JAKARTA, KOMPAS.com - Head of Research Data Indonesia Herry Gunawan mengatakan, kebijakan Menteri Keuangan Sri Mulyani Indrawati terkait pengenaan pajak terhadap penjualan pulsa hingga token listrik ini ada kemungkinan besar distributor akan bebankan ke pengecer.
Kemudian, pengecer juga akan membebankan Pajak Pertambahan Nilai (PPN) tersebut ke konsumen.
Selain soal kenaikan harga di level konsumen, Herry juga menyoroti soal ketimpangan perpajakan yang diakibatkan kebijakan tersebut.
Baca juga: Pemerintah Tunjuk eBay dan NordVPN Jadi Pemungut PPN mulai 1 Februari
Ia mempertanyakan mengapa para pemain pasar uang di dalam negeri yang kaya raya tidak dipajaki, sedangkan rakyat kecil pembeli pulsa dipajaki.
“Kebijakan seperti itu kontraproduktif. Sementara pembeli global bond bebas pajak alias dapat subsidi pemerintah. Ketimpangan yang nyata. Kencang ke bawah, lunak ke atas,” kata Herry melalui keterangan tertulis, Selasa (2/2/2021).
Sementara itu, Managing Director Political Economy and Policy Studies (PEPS) Anthony Budiawan menilai, pengenaan PPN pulsa dan kartu perdana yang diperkuat dengan Peraturan Menteri Keuangan PMK No 6/PMK.03/2021 masih absurd.
"Pertama, di dalam PMK tidak terdapat rujukan peraturan lama yang perlu disederhanakan sehingga masyarakat menanggapinya sebagai pajak baru.
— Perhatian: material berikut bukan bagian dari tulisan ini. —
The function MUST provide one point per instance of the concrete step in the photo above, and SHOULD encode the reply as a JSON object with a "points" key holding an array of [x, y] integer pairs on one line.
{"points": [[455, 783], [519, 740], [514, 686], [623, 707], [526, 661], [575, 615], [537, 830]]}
Untuk itu, mohon Menteri Keuangan yang terhormat berkenan memberi peraturan lama sebagai bahan sosialisasi kepada sekelompok masyarakat yang berkepentingan," kata Anthony.
Kedua, karena tidak ada rujukan peraturan lama, pasal 2 menyiratkan pulsa dan kartu perdana, fisik maupun elektronik dikenai PPN yang berlaku per 1 Februari 2021, sebagai pajak baru.
Baca juga: Ditjen Pajak Tunjuk Enam Perusahaan Digital untuk Pungut PPN 10 Persen
Selain itu, Anthony menyoroti Pasal 4 pada Ayat 1 dan 2 yang membahas pungutan dan pengenaan PPN.
Menurut dia, pungutan dan pengenaan PPN merupakan dua hal berbeda.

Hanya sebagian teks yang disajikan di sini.